(Photo: AP Images/Khalil Hamra)
A family of six Christians has been expelled from the southern Egyptian city of Zakaria after they were unable to afford to pay a fine imposed on them after accusations made by Muslims in the region, according to the Assyrian International News Agency.
The incident was sparked when a Muslim family accused Kirollos Sabet, a Coptic Christian, of having an illicit relationship with a Muslim woman. Those accusations caused Muslim villagers to attack and vandalize his family's furniture and household appliance store, breaking items and looting it of many of its goods, the Bishop of Minya, Anba Makarios, described in a statement.
In that incident, while security forces did eventually arrive to halt the attack, they did not prevent some Muslims from verbally threatening Christians and throwing rocks at their homes.
In a "reconciliation" meeting yesterday supervised by the Director of Minya security, the families of the accused man and woman met, along with the "heads of Muslim and Christian families in the region [and] a number of mayors."
Though both families were technically fined — Sabet's family was ordered to pay 300,000 Egyptian pounds, and the Muslim woman's family was told to pay 150,000 pounds — the woman's family was determined too poor to pay, and so her fine was added to the Sabet family total.
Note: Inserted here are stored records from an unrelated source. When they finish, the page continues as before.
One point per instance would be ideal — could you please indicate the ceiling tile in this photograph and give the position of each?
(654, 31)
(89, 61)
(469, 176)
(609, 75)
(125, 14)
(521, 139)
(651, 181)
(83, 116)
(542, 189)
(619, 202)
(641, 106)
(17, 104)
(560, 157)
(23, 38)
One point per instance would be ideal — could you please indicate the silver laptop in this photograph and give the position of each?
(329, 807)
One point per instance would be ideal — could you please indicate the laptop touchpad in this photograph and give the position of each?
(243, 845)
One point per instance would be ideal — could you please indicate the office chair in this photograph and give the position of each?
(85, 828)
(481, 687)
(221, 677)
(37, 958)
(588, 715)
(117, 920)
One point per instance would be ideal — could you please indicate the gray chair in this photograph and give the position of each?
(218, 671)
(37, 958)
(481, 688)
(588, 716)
After the Sabet family complained about paying the increase, the case's arbitrators expelled Sabet and his five brothers from Zakaria. According to the Bishop, the outcome also emboldened many of the village's Muslim extremists to take to the streets calling for an attack on Coptic neighborhoods, and stoking fears that the incident could reignite a larger wave of Christian-targeted violence in the region.
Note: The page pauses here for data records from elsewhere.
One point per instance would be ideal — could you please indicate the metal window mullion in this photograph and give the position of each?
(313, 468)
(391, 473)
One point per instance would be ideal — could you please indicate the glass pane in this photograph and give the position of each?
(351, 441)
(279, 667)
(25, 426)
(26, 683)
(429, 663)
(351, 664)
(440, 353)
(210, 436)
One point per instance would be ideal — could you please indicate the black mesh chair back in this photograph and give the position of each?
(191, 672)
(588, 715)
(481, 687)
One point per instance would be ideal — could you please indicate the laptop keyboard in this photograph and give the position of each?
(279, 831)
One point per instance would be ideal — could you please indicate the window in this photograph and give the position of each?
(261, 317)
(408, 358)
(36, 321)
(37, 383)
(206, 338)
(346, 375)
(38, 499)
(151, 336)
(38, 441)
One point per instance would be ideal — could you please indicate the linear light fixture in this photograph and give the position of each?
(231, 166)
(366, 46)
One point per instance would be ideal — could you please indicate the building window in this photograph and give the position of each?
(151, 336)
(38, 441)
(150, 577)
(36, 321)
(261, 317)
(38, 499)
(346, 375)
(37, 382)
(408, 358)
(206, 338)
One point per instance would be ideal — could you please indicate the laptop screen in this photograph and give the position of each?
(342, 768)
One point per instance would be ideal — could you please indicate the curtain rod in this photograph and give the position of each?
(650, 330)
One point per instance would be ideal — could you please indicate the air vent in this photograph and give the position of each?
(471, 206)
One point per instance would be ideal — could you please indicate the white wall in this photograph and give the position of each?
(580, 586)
Zakaria has a population of 4,000 and is evenly split between Muslims and Christians.
Christians living in southern Egypt have been among the most vulnerable citizens of the country; in August pro-Morsi protests left over 70 Christian churches and institutions vandalized, burned or destroyed. While the military has a relatively strong grip over Cairo and most of northern Egypt, they have struggled to keep control in the south, where most of deposed-president Mohammed Morsi's supporters live.
Pro-Morsi supporters also took over the nearby city of Dalga for more than two months in a reign that caused many Christians to flee the town due to fears of violence or a lack of finances, as many were forced by the Islamic extremists to close their businesses.